The bill in its present form, however, requires the broadcaster to be investigator, judge, and jury—and these functions must be performed during the heated and limited time of the campaign season. It is apparent from the nature of his business that the broadcaster is not equipped to discharge this heavy and responsible burden without assistance. We, therefore, suggest that an amendment be added which requires an applicant for time under section 315 to furnish (1) the Secretary of the Federal Communications Commission, (2) the United States attorney in the district where he resides, and (3) the broadcaster to whom application is made for time with identical statements under oath in a form satisfactory to all that he is a "legally qualified candidate” for the public office involved and that he is not within the classes proscribed by H. R. 3789.

In the event that a false statement is filed, it would appear to fall within the penal sanctions of the Criminal Code (18 U. S. C. A. 1621).
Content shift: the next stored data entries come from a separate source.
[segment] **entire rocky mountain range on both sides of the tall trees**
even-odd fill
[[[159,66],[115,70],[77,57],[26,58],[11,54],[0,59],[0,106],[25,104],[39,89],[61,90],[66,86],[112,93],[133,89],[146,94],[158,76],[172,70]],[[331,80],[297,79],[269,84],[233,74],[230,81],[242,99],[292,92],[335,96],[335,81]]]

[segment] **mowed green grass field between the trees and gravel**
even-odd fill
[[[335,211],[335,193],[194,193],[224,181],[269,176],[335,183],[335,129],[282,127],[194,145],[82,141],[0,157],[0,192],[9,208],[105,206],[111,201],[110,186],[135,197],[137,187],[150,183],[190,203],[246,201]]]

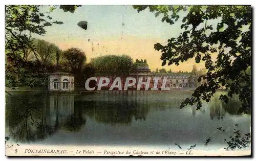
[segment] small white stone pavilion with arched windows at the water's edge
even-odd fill
[[[64,72],[56,72],[49,75],[49,91],[73,91],[74,75]]]

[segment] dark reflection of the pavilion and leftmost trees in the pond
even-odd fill
[[[33,95],[18,101],[8,99],[6,123],[14,141],[29,143],[57,130],[78,131],[86,120],[74,106],[74,95]]]

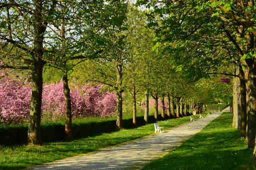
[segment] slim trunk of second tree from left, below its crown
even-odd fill
[[[72,115],[71,115],[71,97],[70,89],[67,80],[67,71],[64,71],[62,78],[63,82],[63,93],[65,97],[65,138],[67,140],[72,139]]]

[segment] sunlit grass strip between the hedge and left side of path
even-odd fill
[[[199,116],[195,116],[198,118]],[[189,116],[159,121],[164,128],[190,121]],[[119,144],[154,133],[153,124],[132,129],[121,129],[111,133],[76,139],[71,142],[51,142],[42,146],[0,146],[0,169],[20,169],[56,159],[86,153],[102,147]]]

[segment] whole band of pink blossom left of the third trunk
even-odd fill
[[[28,120],[31,83],[22,78],[7,78],[0,73],[0,123],[21,124]],[[102,85],[73,85],[70,90],[72,117],[112,116],[115,94],[101,92]],[[56,120],[65,114],[63,82],[44,84],[42,118]]]

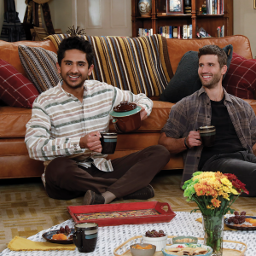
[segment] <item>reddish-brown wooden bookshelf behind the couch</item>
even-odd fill
[[[139,28],[152,28],[153,33],[156,34],[159,33],[160,26],[183,26],[189,24],[192,24],[192,38],[197,38],[197,29],[201,27],[214,38],[218,37],[218,26],[224,26],[224,36],[233,35],[233,0],[224,0],[223,15],[201,14],[199,10],[204,0],[191,0],[191,15],[166,15],[166,1],[169,0],[152,0],[151,15],[142,17],[138,9],[139,0],[131,0],[132,37],[138,36]]]

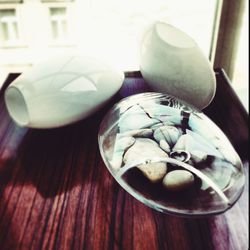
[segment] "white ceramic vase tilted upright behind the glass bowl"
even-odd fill
[[[166,23],[156,22],[145,32],[140,68],[154,91],[199,109],[214,97],[216,82],[208,59],[191,37]]]

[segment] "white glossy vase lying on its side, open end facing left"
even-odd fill
[[[88,56],[57,56],[35,65],[6,90],[10,116],[21,125],[53,128],[83,119],[121,87],[122,72]]]

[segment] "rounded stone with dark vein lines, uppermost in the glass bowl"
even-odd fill
[[[166,140],[170,147],[174,146],[180,137],[180,131],[174,126],[162,126],[155,130],[154,138],[158,142]]]

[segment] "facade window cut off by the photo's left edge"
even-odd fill
[[[4,45],[14,45],[19,40],[15,9],[0,10],[0,39]]]

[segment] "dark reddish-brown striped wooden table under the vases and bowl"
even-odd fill
[[[180,218],[156,212],[125,192],[106,169],[97,134],[122,97],[147,91],[139,72],[99,113],[58,129],[16,126],[0,92],[0,249],[248,249],[248,184],[224,214]],[[248,175],[248,114],[223,70],[204,112],[238,151]],[[247,178],[248,179],[248,178]]]

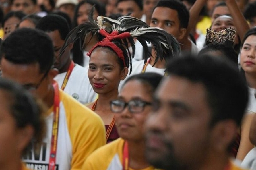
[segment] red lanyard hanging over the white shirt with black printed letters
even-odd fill
[[[57,141],[58,141],[58,127],[59,127],[59,87],[57,82],[55,81],[53,82],[53,88],[54,88],[53,123],[52,123],[51,151],[50,151],[48,170],[55,169]]]

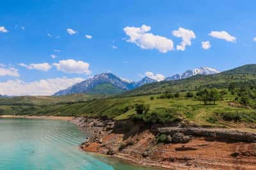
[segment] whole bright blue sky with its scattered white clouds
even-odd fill
[[[0,94],[51,95],[95,74],[158,81],[256,62],[255,1],[3,1]]]

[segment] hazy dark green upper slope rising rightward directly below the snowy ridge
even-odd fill
[[[163,92],[179,92],[198,90],[204,87],[227,88],[230,83],[256,83],[256,64],[245,65],[218,74],[197,75],[175,81],[160,81],[124,92],[122,96],[141,96],[161,94]]]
The subcommittee may also want to consider incorporating a specific penal provision in section 315 of the Communications Act or in the provisions of that act relating to penalties which commence with section 501.
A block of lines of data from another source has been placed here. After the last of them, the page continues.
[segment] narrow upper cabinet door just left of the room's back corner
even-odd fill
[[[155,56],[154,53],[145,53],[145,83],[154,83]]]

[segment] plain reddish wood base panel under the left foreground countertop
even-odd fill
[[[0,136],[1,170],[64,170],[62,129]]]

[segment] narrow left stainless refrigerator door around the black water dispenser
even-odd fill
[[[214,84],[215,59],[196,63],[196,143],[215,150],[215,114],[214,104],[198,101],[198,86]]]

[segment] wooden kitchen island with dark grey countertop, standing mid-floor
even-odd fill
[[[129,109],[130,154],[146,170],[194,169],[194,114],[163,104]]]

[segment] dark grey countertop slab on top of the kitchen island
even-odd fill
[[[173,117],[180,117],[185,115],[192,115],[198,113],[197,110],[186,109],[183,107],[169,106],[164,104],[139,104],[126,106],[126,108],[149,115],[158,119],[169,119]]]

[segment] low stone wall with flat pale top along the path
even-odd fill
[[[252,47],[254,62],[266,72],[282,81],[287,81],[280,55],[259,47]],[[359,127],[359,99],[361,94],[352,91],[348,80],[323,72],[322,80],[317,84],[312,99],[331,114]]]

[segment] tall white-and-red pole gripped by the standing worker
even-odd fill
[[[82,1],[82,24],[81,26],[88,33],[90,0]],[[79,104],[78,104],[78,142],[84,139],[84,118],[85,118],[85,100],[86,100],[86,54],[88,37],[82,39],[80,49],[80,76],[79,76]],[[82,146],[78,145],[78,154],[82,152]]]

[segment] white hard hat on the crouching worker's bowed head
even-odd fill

NBC also recommends that a provision be added exempting a broadcast licensee from liability in the event he refuses a candidate time on the ground that such candidate falls within the proscribed classes specified in H, R. 3789 and he has reasonable cause for the refusal. H. R. 4814

Section 315 provides that a broadcaster shall have “no power of censorship” over broadcasts by legally qualified candidates for public office pursuant to that section. The Federal Communications Commission has construed the present law to prohibit a broadcaster's rejection or censorship of defamatory material in a political broadcast (Port Huron Broadcasting Company, 4 Pike and Fischer R. R. 1 (1948)). In its decision the Commission warned that a broadcaster who violated section 315 by deleting defamatory material might lose his license. The Commission made clear that in its opinion the licensee is relieved of liability under State law for the broadcast of defamation in political speeches.

This latter opinion, however, is cold comfort to the broadcaster confronted with decisions of State courts holding to the contrary and to the effect that it is no defense in a defamation action for a broadcaster to plead that the demafation occurred in a political speech (Sorenson v. Wood, 123 Neb. 384, 243 N. W. 82 (1932), appeal dismissed, 290 U. S. 599 (1933), Daniell v. Voice of New Hampshire, Inc., 10 Pike and Fischer R. R. 2045 (1954)).

Thus, the broadcaster is confronted with a dilemma. On the one hand, under the Communications Act he is powerless to delete defamatory material without placing his broadcasting authorization in jeopardy. On the other hand, if he fails to censor the defamatory material he may be held liable for the resulting defamation.

We, at NBC, have no quarrel with a congressional policy which denies a broadcaster censorship power over political brodacasts but we feel that the Congress should expressly exempt from liability the same broadcaster it has rendered powerless. For this reason we believe that H. R. 4814 is basically sound and NBC favors the bill.

1 Although approximately two-thirds of the States have enacted legislation which in some degree lessens the liability of a broadcaster for material broadcast over his facilities which he is powerless to prevent, much of this legislation is inadequate. There are 12 States in which there is no statutory protection. In any event, it would appear that the Federal Government has occupied the field and the legislative exemption should come from the Congress which imposed the restriction.